The opening montage shows us clips from the other “Got Talents” from all over the world, including Susan Boyle herself. That poor lady. I dig Nick Cannon as the new host, he’s got some charisma. He may be as pointless as Jerry Springer, but at least he’s more animated. I also enjoyed his Drumline bromance with Forest from season 4 of Buffy.
Now, if you’ll remember from my recaps last year… the editing of this show is totally effed up. They go from city to city to city, instead of just showcasing one city at a time. It’s annoying. I’ll try to keep up with Where in the World Are the Auditions, but I apologize if I get confused.
New York City is our first location. Up first is Ray Schwarz, a 26 year-old teacher’s aid. He looks like Tom Everett Scott’s inbred cousin. He sings “Little Less Conversation” and step-touches awkwardly. Remember when Jesse Spano taught Zack how to dance? It looks a little like that. He gets buzzed off.
Bad Montage. Possibly James Taylor playing the guitar and harmonica while riding a unicyle, a white “rapper,” and Randall Flagg from “The Stand” fire dancing with a tiny woman whose hair catches on fire. Now that is a way to kick off this show.
We’re now in Chicago. Because this show has ADD. Up first in Chi-town is 48 year-old Moses Lanham, who claims he is the only known living person who can do his talent. Hmmm. He comes onstage with his jacket on backwards because he is going to turn his feet 180 degrees and then walk. It’s freaky, though I’ll say that his feet are not completely turned 180 degrees. It’s like his feet are backwards, but he has a club foot. Next!

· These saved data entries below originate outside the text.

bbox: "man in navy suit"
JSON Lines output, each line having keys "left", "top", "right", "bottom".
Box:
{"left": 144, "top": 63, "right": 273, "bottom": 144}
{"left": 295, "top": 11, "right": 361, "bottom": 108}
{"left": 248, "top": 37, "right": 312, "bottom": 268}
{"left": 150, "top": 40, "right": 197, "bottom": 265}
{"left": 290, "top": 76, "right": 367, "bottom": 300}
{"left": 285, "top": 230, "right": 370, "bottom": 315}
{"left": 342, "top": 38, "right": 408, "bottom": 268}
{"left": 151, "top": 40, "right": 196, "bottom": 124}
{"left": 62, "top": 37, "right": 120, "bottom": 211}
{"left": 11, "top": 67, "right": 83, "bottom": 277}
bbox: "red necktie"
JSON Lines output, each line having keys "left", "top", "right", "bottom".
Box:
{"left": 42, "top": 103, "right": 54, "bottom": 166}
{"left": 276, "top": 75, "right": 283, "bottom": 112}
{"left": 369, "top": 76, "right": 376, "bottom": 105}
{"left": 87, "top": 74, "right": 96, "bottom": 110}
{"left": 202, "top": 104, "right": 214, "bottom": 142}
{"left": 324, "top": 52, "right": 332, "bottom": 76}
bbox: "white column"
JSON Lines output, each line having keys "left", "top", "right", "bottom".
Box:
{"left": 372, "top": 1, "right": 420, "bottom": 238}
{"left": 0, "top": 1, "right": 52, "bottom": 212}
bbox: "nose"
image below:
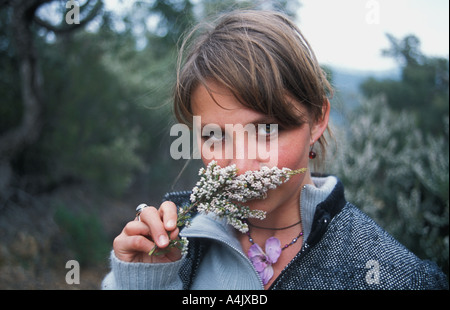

Our first good audition of the night is FootworkKINGz. It’s a group of six young men who live in rough inner city neighborhoods and have formed this dance group. That’s cool, good on them. They dance to an instrumental piece that I should know and cannot recall. Either way, the dancing is good. Very quick and fairly in sync. They need some polish but are certainly good enough to go to the next round.
Next up is a family of blonde siblings from Wisconsin called Shine. Oh lord. It’s totally Brady-Bunch-Patridge-Family-Osmond crap. THeir names are Bert, Nan, Flossie and Freddie. I bet when these four were younger they looked totally Children of the Corn. They sing “Walking on Sunshine” and it’s awful. I have to wonder if these people know they’re being funny or if they legitimately think they have talent? The judges are easy on them because I think they can tell that these creepy cheese-eaters actually think they are good.
Bad Montage. Dancing Jamaican bobsledders, Melissa Rivers in a bikini while her mom Joan plays an accordion, a Cher wannabe, and a 17 year-old who wishes he had been born in about 1970.
Up now is a Barack Obama imitator named Pete Peterkin. He’s… meh. He’s got some of the Obama speech patterns down but it’s also kind of James Brown doing Barack Obama. No sooner have I typed that then Pete puts on a wig and goes into his James Brown imitation. Honestly, this guy isn’t good enough to play Branson, let alone Vegas. He says he does about 100 imitations and plays 15 instruments. The crowd chants Vegas, but the judges are on the fence. They end up putting him through, though.
Good Montage. Black Fire Percussion, an awesome drumline (where’s Nick Cannon?), Anointed S, a vocal percussionist (interesting, but not a whole act), and Unexpected Step Team (very good).